Level: 300
 

Lucene Query walk-through – Part 1

Searching

Lucene is a great technology not only for searching, but also for doing relational operations on the content hierarchy in Sitecore. This article describes the different kinds of queries you can use, to get the data from Lucene.

 

The typical scenario for using Lucene, is when you need to get the five latest news with different constraints. Imagine you have a news template, which holds a category field holding different values such as press releases, corporate news etc. This article gives you an introduction to the different query types to retrieve data from the index.

 

This is the first of three articles on the subject. You can read the second part here and the third part here.

Written by: Jens Mikkelsen
Fri, Jun 26 2009

Tools

First of all I would like to advertise my shared source tool – The sitecore integrated index viewer. You can read more about it here: http://trac.sitecore.net/IndexViewer. It is a great tool for seeing which documents are actually indexed in the different indexes, but it also allows you to try out different queries testing your different searches.

 

 

Searching
Performing a search in Sitecore is pretty easy. What you need to do, is get an IndexSearcher and then call the Search method with a Query as parameter. The result is a collection of hits. You get the IndexSearch this way:

 

//First you nead to get the IndexSearch through Sitecore API. 
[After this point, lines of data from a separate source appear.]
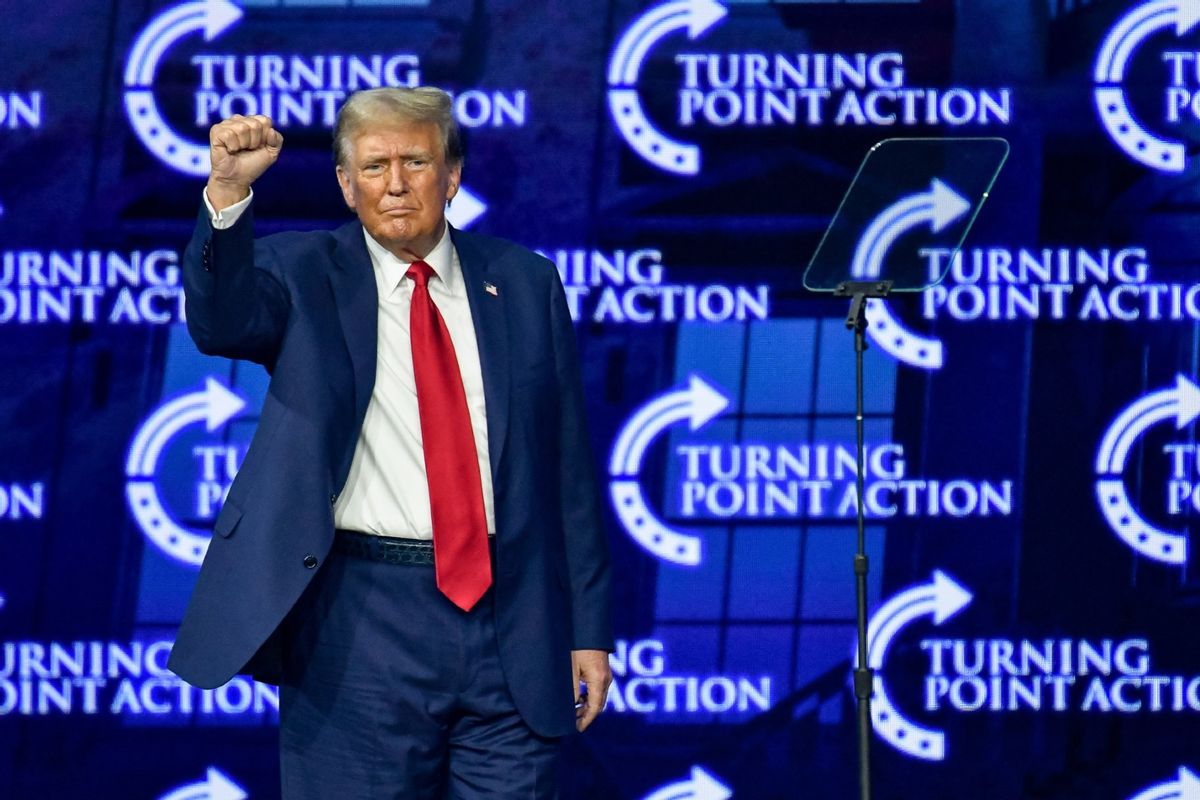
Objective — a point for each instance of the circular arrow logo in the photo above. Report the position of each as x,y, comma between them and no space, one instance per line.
210,17
699,404
697,786
214,407
942,597
937,209
1185,787
215,786
1180,403
694,16
1139,24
// This is done through the database.

Database db = Sitecore. Context .Database;

// The indexName is specified in the web.config. See more in index definition

Sitecore.Data.Indexing. Index index = db.Indexes[indexName];

IndexSearcher indexSearcher = index.GetSearcher(db);

 

//Then you need to create a query which is described in the next section

//When you have created the query you can get the hits like this:

Hits hits = indexSearcher.Search(query);

 

Queries

Lucene holds different types of queries. Most people tend to use the QueryParser, which translates a string into a query. The string is a syntax for querying for data. For instance the string “title:testtitle” tells the QueryParser to search for the string “testtitle” in the field title.
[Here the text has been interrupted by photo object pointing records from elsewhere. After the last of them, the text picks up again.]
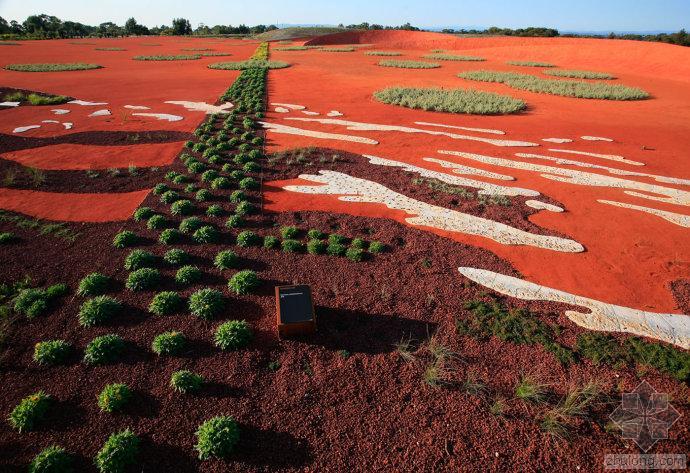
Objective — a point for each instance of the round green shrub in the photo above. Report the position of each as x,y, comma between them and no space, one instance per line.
206,303
188,275
248,238
143,279
217,437
30,411
119,451
165,303
94,284
182,207
138,259
233,335
271,242
176,257
316,247
114,397
157,222
53,459
104,349
206,234
292,246
226,259
98,310
142,213
169,344
186,382
191,224
124,239
52,352
170,236
244,282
The QueryParser is sometimes difficult to use, and doesn’t always return the result you expect. Some people have written that the QueryParser works in a nondeterministic way ;). If you want to be more specific and have more typesafe code, there are a lot of other queries you can use.

 

The most important queries are described here:

 

TermQuery:

TermQuery is probably the most simple of all the queries. It searches a field for a specific string. The search will only return documents, which contains the string – case sensitive. This makes the query good for key or id search.

 

You can create a TermQuery like this:

 

Term term = new Term ( "field" , "searchstring" );

Query q = new TermQuery (term);

 

If the field “field” contains the word “searchstring” it’s a match. The exact word needs to match, so if a field holds the word “1234” and you search for “123”, you won’t get a match.

 

The indexed value is split into separate words by tokenized characters. Examples are " ", "_", "," and "|". This means that you can use the termquery to search out an id, from an indexed multiselect field or similar.

 

So… use the query for key and id searches.

 

RangeQuery:

A RangeQuery is, as the name indicates, used for retrieving documents, which holds a value in a specific range. This Query should be used when you would like all documents in a specific date range.
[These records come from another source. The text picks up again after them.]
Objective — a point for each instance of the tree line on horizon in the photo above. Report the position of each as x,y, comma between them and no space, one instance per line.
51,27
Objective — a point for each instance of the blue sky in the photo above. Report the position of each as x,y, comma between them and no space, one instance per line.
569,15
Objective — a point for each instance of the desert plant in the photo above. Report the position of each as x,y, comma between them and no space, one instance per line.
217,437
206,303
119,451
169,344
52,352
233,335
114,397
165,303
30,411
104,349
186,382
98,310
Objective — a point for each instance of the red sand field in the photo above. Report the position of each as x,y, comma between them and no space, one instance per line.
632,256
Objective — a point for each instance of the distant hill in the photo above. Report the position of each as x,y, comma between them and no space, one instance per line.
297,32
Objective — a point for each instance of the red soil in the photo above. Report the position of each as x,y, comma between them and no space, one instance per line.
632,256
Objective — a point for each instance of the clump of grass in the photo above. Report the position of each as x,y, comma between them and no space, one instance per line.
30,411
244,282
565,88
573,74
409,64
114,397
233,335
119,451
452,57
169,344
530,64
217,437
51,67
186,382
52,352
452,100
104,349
The Query takes two values (in this case a date of the following type ddMMyyyy) and returns documents which matches that range: 

 

Term beginDate = new Term ( "newsDate" , "20090220" );

Term endDate = new Term ( "newsDate" , "20090228" );

//The last parameter indicates whether the two values should be included in the range

RangeQuery query = new RangeQuery (beginDate, endDate, true );

 

So… use the RangeQuery (obvious) when you want documents, which holds a value in a given range. 

 

PrefixQuery:

This query identifies index records that have a given field that starts with a specified term. This is excellent if you want to query in subtrees of your complete content tree. Imagine that you index the path of all items. Now you can search for items in a specific subtree by using the PrefixQuery with a term like “/sitecore/content/home/subtree1”. The PrefixQuery is used like this:

 

Term startPathTerm = new Term ( "path" , "/sitecore/content/site/home" );

PrefixQuery query = new PrefixQuery (startPathTerm);

 

This lets you search in the tree “/sitecore/content/site/home/”.

So… use PrefixQuery when you need to search a specific area in an hierarchy.

 

WildCardQuery:

WildCardQuery lets you query through data when you need to use wildcards or similar. This is a bit like a regular expression. Other than that it works quite like the TermQuery. Some examples of wildcards are for instance the operators “*” and “?”, where a "?" indicates that the token can be replaced with a single character and the "*" can be replaced with multible characters. You can use these operators if you don’t care, what characters a term starts with. For instance you can search for all words ending with “core” like this: “*core”. This will return Sitecore, hardcore, moltencore etc.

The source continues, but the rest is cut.